In the direction of basic legal principles such as stability and the provision of certainty, it is necessary that the non-pecuniary compensation should be determined by objective evaluation criteria. The difficulty in taking concrete steps towards this cannot justify the assignment of non-pecuniary compensation to subjective criteria. Pre-determination of the type and gross breach of the violation can be a starting point in ensuring objectivity. Unlike personal integrity, predicting the gross breach of the violation in terms of other personality values ​​can be quite difficult, since a wide variety of consequences can be encountered. This difficulty can be overcome by the way in which the personality values ​​are violated by the media. Indeed, the determination of the objective gross breach of the violation in the interventions through the media on the personality can be made possible, in particular by determining the area in which the publication is spread. Suggestions to be made in this regard can be shaped by the guidance of the new tendency, in which the compensation of non-pecuniary damage can be objectively determined on the basis of the gross breach of the violation. According to this tendency, the lowest limit of non-pecuniary compensation which can be applied to everyone on the premise of the objective criteria should be determined and the total amount of non-pecuniary compensation must be left to the judge’s discretion thereafter. The reliance on this understanding of the determination of non-pecuniary compensation will help to establish the stability of the non-pecuniary damage.

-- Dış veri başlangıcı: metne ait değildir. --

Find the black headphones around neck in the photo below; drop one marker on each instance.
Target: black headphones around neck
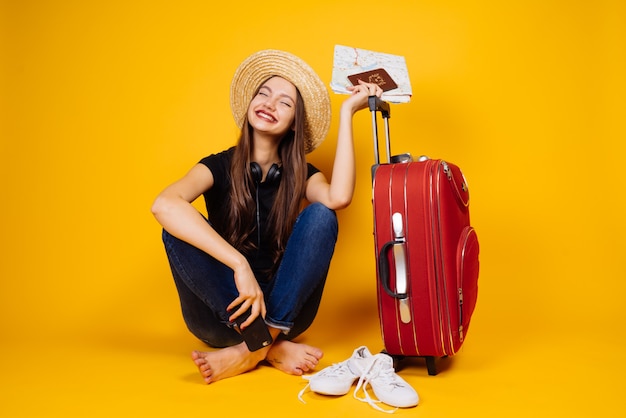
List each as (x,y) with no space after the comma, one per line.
(273,174)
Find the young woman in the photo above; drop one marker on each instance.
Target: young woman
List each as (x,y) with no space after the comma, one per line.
(263,250)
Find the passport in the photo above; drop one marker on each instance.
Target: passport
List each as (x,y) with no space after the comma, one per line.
(378,76)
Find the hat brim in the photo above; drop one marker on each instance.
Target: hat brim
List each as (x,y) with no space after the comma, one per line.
(261,66)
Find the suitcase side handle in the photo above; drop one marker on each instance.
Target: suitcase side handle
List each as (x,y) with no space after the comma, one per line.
(383,270)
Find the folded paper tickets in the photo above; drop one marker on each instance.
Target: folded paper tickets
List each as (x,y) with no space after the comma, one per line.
(387,70)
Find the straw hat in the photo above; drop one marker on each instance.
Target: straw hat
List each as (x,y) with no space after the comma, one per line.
(262,65)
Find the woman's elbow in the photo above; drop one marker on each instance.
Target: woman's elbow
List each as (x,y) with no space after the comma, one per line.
(339,203)
(160,206)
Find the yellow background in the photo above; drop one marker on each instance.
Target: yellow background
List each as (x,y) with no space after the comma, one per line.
(106,102)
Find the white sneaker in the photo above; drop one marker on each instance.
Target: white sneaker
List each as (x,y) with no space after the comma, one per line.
(338,378)
(386,384)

Media, Violation of Personal Right, Determination of Non-Pecuniary Compensation, Two-Phased Calculation Method, Lowest Limit of Non-Pecuniary Damage.

Giriş

Kişilik hakkı ve basın özgürlüğü arasındaki hassas dengenin kişilik hakkı aleyhine bozulması, bu hakkın korunmasına ilişkin başvuru yollarının önünü açar. Bu yollardan birini de manevi tazminat talebi oluşturur. Sıkça başvurulan bir yöntem olmakla birlikte manevi tazminatın kapsamı konusunda cevap bekleyen esaslı sorular bulunmaktadır. Özellikle bir miktar para biçiminde hükmedilecek manevi tazminatın hangi esaslara göre belirleneceği, çözülmesi gereken bir sorun olarak güncelliğini korumaya devam etmektedir. Bu çalışma, medya yoluyla gerçekleşen kişilik hakkı ihlallerinde bir miktar para olarak talep edilen manevi tazminatın belirlenmesine ilişkin bir yöntem sunmak amacıyla kaleme alınmıştır. Medya çoğu zaman ölüm ve beden bütünlüğü dışındaki kişilik değerlerine yönelik bir saldırı tehlikesi yarattığından çalışma, TBK m. 58 hükmüyle sınırlandırılmıştır.

Kişilik hakkının medya yoluyla ihlal edilmesinin kendine özgü bazı sonuçları olduğundan, ilk olarak kişilik hakkı ve medya arasındaki ilişki, medyanın tehdit edebileceği kişilik değerleri ve buna göre manevi tazminat talebinin hangi kanun hükmüne dayandırılacağı üzerinde durulmuştur. TBK m. 58 hükmüne göre tayin edilecek manevi tazminat miktarının belirlenmesinde yararlanılacak ilkeler, manevi zararın ve tazminatın objektif kriterlerle hesaplanabilirliği, hesaplama yöntemleri, bu yöntemlerden iki aşamalı hesaplama yönteminin esasları, çalışmanın devam eden kısmının içeriğini oluşturmuştur. Son olarak, kişilik hakkının medya yoluyla ihlaline özgü koşullar, iki aşamalı hesaplama yönteminin esaslarıyla sentezlenmiş ve hakime yol gösteren örnek niteliğindeki bazı çizelgelere yer verilmiştir.

I. Kişilik Hakkının Medya Yoluyla İhlalinde Manevi Tazminat

Meşruiyetini ifade özgürlüğü, daha dar anlamda basın özgürlüğüne dayandırarak faaliyet gösteren medyanın yayılma derecesi giderek artan bir seyir izlemektedir. Gerçekten, kitle iletişim araçları, “basın” kavramının sınırlarını aşan bir anlama bürünerek “medya” kavramının içerisine aktarılmıştır. Böylece sadece yazılı araçlar değil, görsel-işitsel araçlar ve internet de birer kitle iletişim aracı olarak sahneye çıkmıştır. Medyanın kapsama alanının bu şekilde genişlemesi, kişilik hakkının ihlal edilme tehlikesinin aynı oranda artmasını beraberinde getirir. Medyanın tehdidine daha fazla maruz kalabilecek olan kişilik hakkının ihlal edilip edilmediği, basın özgürlüğünün hangi halde bir hukuka uygunluk nedeni olarak değerlendirileceğine bağlıdır.